El momento de la muerte es el momento en que podemos invocar los Santos Nombres de Dios e implorar por su misericordia.
Uno debe vivir cada momento como si fuera el último.
Las señales de peligro que nos da nuestro cuerpo deben servirnos para vivir en lo interno, en lo sustancial y verdadero y no en lo superficial y efímero.
El alma es eterna.
Dejar este cuerpo es como cambiar un vestido por otro; quienes aceptan esta
verdad no desean más vestidos materiales.
Aún estando muy enfermos podemos dar esperanza y ayuda a muchas otras personas.
Cada segundo de nuestra existencia tiene un gran valor, porque cada segundo de nuestra
existencia podemos servir al Creador.
Nadie puede salvar su cuerpo material, sin embargo debemos cuidarlo y alimentarlo de forma
bondadosa, sin violencia, pues nuestro cuerpo es el templo de nuestro espíritu.
Cuando hables no hables de cosas inútiles. Observa que lo que digas sea bueno, sea verdadero
y no haga daño a nadie. Usa tu voz para dar esperanza, conocimiento y para alabar a quien te ha
dado la vida y todo lo que te sostiene.
Envejecer y morir son experiencias necesarias para que uno pueda realizar que esencialmente
no somos este cuerpo.
Vive una vida saludable y pura.
La vida sencilla y el pensamiento elevado es una verdadera riqueza.

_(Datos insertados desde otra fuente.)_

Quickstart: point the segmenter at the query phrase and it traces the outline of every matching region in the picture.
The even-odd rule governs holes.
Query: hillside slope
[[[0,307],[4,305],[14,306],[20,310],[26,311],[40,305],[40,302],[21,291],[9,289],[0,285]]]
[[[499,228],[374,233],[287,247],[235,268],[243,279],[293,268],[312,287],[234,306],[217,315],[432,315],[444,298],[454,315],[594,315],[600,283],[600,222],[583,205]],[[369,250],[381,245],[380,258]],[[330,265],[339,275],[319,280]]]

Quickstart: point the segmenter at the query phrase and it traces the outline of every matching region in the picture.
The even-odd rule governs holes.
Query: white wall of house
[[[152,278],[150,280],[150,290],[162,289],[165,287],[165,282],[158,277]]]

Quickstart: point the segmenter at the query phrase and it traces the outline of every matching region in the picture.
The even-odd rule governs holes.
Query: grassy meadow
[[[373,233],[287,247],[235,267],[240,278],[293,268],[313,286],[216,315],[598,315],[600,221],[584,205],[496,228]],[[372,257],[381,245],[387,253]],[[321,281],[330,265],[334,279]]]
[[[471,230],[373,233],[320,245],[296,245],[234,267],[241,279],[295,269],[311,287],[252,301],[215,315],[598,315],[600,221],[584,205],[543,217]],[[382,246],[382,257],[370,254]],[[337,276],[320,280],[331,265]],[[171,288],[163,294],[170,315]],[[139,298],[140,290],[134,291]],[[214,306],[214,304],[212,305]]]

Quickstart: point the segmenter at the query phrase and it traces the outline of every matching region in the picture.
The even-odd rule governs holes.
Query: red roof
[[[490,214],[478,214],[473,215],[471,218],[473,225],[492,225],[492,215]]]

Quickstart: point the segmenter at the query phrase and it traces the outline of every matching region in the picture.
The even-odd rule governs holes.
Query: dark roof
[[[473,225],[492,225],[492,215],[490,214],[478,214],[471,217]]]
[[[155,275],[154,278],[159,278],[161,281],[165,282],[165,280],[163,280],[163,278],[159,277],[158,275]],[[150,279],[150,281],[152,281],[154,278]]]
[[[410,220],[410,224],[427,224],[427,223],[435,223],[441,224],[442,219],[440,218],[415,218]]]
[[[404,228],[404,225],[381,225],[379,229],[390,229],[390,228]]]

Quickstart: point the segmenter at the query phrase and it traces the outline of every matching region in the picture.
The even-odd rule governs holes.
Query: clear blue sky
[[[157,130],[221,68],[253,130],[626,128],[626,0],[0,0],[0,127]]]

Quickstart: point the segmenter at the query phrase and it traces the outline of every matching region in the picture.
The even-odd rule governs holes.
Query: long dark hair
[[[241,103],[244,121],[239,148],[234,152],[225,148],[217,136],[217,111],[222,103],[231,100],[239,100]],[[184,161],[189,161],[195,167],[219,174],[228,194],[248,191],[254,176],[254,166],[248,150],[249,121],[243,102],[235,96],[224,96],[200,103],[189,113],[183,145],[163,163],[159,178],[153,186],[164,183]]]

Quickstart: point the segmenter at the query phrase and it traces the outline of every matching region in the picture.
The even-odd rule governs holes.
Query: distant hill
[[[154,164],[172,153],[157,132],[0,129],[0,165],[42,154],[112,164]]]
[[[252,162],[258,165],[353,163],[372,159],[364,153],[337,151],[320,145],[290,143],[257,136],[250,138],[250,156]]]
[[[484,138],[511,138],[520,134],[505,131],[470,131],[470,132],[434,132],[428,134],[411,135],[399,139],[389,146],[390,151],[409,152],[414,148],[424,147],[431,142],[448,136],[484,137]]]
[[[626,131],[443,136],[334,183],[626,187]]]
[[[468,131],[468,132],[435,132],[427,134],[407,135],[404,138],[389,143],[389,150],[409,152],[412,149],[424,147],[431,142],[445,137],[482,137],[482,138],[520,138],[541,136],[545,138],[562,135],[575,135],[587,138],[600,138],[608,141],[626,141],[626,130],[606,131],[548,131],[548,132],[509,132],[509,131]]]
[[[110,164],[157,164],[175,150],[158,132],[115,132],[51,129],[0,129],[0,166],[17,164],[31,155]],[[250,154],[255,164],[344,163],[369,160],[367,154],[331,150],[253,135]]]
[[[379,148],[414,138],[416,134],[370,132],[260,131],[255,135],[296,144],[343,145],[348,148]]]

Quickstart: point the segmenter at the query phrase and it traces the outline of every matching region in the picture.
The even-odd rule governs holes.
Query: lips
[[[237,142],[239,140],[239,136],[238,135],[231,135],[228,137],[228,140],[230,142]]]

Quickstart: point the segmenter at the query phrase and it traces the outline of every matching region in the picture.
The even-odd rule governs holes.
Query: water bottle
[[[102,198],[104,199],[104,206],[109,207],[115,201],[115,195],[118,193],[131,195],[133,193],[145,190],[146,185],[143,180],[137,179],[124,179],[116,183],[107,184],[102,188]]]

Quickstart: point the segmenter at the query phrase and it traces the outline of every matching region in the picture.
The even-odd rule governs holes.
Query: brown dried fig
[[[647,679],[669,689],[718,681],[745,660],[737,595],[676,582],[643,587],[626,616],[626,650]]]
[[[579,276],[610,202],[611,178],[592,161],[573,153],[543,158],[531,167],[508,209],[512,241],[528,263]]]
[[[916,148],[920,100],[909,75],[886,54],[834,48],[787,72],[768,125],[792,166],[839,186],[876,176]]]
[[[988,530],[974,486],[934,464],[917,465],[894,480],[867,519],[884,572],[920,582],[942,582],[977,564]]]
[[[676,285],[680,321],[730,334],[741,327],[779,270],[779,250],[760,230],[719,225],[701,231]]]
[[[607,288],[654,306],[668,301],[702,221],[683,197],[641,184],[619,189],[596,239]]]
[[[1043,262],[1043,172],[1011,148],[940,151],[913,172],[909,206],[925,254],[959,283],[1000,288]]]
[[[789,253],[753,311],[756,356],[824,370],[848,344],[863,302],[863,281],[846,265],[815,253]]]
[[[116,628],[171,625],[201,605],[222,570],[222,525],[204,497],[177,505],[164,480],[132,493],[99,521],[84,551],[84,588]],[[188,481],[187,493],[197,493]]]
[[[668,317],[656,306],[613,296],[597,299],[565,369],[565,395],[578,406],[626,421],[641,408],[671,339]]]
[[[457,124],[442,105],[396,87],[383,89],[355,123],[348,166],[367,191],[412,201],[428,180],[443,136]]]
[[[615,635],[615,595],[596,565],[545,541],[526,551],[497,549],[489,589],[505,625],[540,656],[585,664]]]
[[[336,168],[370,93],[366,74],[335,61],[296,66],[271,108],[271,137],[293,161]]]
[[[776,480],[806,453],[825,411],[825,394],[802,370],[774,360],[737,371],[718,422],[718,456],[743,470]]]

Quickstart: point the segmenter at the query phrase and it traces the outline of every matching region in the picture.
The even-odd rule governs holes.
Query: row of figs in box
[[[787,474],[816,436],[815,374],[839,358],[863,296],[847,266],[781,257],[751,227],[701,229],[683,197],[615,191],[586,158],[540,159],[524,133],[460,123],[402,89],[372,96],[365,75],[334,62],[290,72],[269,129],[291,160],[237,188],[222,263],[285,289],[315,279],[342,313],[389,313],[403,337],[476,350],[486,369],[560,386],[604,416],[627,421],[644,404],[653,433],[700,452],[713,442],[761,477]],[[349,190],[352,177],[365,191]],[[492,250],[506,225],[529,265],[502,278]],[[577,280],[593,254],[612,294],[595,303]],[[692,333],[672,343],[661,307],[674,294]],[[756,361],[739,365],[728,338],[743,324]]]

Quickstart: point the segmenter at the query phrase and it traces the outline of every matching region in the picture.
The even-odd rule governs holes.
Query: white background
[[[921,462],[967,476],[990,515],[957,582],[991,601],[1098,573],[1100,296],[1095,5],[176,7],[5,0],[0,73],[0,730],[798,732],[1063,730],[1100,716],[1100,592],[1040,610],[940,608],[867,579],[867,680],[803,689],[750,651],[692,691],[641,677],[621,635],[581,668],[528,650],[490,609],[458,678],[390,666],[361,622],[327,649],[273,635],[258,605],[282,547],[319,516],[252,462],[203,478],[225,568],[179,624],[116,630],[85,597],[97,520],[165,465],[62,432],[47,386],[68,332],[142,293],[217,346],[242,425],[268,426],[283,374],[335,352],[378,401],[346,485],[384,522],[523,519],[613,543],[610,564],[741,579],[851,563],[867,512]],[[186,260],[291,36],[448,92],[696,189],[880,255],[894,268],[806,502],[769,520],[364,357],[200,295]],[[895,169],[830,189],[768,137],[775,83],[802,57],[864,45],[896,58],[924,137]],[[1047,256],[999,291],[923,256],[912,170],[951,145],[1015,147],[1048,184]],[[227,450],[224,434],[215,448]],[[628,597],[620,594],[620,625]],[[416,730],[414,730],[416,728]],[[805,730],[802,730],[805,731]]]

Quien siempre desea bien para los demás y no duda en esforzarse para ayudar a otra persona casi
no se da cuenta de las deficiencias que puede tener en su propia salud.
Cuando uno se aproxima a dejar el cuerpo, uno debe desear la compañía de personas y elementos
que lo hagan recordar a Dios.
Existen muchos elementos de acuerdo a la fe de una persona que le pueden ayudar muchísimo
cuando llega el momento de abandonar el cuerpo: libros sagrados, mantras, aguas purificadas,
plantas sagradas, consejos que lo recuerden a Dios, etc.. Los kids de Casa de la Sabiduría son
preparados para animar a las personas a intensificar su espiritualidad a cada momento.
La muerte es nuestra amiga, pues a través de ella podemos avanzar a la siguiente etapa de
nuestra evolución.
Así como muchos están naciendo al mismo tiempo muchos están muriendo. La persona inteligente
no se perturba ni con el nacimiento ni con la muerte.